The early landing time corresponds to the situation where the aircraft does not wait and lands as
soon as possible. The late landing time corresponds to the situation where the aircraft waits in the
prescribed holding pattern and then lands at that time. We assume that an aircraft enters at most
one holding pattern. Hence, the early and late landing times are the only two possible times for the
landing.
The security gap is the minimal elapsed time between consecutive landings. The objective is to
maximize the security gap. Robert believes that you can help.
Example
Assume there are 10 aircraft in the TRACON area. Table 1 provides the corresponding early and
late landing times (columns “Early” and “Late”).
Aircraft Early Late Solution
A1 44 156 Early
A2 153 182 Early
A3 48 109 Late
A4 160 201 Late
A5 55 186 Late
A6 54 207 Early
A7 55 165 Late
A8 17 58 Early
A9 132 160 Early
A10 87 197 Early
Table 1: A 10 aircraft instance of the problem.

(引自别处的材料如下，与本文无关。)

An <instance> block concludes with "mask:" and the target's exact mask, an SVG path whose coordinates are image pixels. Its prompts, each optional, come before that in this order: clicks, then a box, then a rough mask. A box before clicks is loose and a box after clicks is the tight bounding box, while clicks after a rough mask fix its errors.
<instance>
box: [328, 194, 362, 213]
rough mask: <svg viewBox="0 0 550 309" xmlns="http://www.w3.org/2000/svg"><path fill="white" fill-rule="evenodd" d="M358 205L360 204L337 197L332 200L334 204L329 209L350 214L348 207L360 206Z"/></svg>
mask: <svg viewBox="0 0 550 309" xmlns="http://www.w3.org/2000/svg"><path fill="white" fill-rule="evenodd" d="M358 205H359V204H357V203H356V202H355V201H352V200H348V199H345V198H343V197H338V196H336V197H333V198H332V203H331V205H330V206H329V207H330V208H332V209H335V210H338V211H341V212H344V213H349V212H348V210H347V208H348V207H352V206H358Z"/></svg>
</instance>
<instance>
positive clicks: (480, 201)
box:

The maximal security gap is 10 and the corresponding solution is reported in Table 1 (column
“Solution”). In this solution, the aircraft land in the following order: A8, A1, A6, A10, A3, A9, A2, A7,
A5, A4. The security gap is realized by aircraft A1 and A6.
思路:
先考虑二分,每次重新建图。训练指南上的建图是传入两个或的关系,要满足这个或为真即可满足2-SAT。
此题考虑两个飞机的降落时间不满足条件,加入图中。
代码:
//#include<bits/stdc++.h>
#include<iostream>
#include<string>
#include<cstdio>
#include<vector>
#include<string.h>
#include<cstring>
#include<set>
#include<queue>
#include<algorithm>
#include<math.h>
#include<stdio.h>
#include<map>
#include<stack>
using namespace std;
typedef long long LL;
typedef unsigned long long ULL;
const int MOD = 20071027;
const int MAXN = 2e3+10;
int Next[4][2] = {-1, 0, 0, 1, 1, 0, 0, -1};
vector<int> G[MAXN*2];
stack<int> St;
int dfn[MAXN*2], low[MAXN*2], sccnum[MAXN*2];
int a[MAXN][2];
int dfn_clock, scc_cnt;
int n, m;
void tarjan(int u)
{
dfn[u] = low[u] = ++dfn_clock;
St.push(u);
for (int i = 0;i < (int)G[u].size();i++)
{
int v = G[u][i];
if (!dfn[v])
{
tarjan(v);
low[u] = min(low[v], low[u]);
}
else if (!sccnum[v])
low[u] = min(dfn[v], low[u]);
}
if (low[u] == dfn[u])
{
++scc_cnt;
while(true)
{
int x = St.top();
St.pop();
sccnum[x] = scc_cnt;
if (x == u)
break;
}
}
}
bool solve()
{
memset(dfn, 0, sizeof(dfn));
memset(low, 0, sizeof(low));
memset(sccnum, 0, sizeof(sccnum));
dfn_clock = scc_cnt = 0;
for (int i = 0;i < 2*n;i++)
if (!dfn[i]) tarjan(i);
for (int i = 0;i < 2*n;i+=2)
if (sccnum[i] == sccnum[i+1]) return false;
return true;
}
void add_edge(int x, int xval, int y, int yval)
{
x = x*2+xval;
y = y*2+yval;
G[x^1].push_back(y);
G[y^1].push_back(x);
}
bool check(int mid)
{
for (int i = 0;i < 2*n;i++)
G[i].clear();
for (int i = 0;i < n;i++) for (int p1 = 0;p1 < 2;p1++)
{
for (int j = i+1;j < n;j++) for (int p2 = 0;p2 < 2;p2++)
{
if (abs(a[i][p1]-a[j][p2]) < mid)
add_edge(i, p1^1, j, p2^1);
}
}
return solve();
}
int main()
{
ios::sync_with_stdio(false);
cin.tie(0), cout.tie(0);
while(cin >> n)
{
int l = 0, r = 0;
for (int i = 0;i < n;i++)
{
cin >> a[i][0] >> a[i][1];
r = max(r, max(a[i][0], a[i][1]));
}
int ans = 0;
while(l <= r)
{
int mid = (l+r)/2;
if (check(mid))
{
ans = max(ans, mid);
l = mid+1;
}
else
r = mid-1;
}
cout << ans << endl;
}
return 0;
}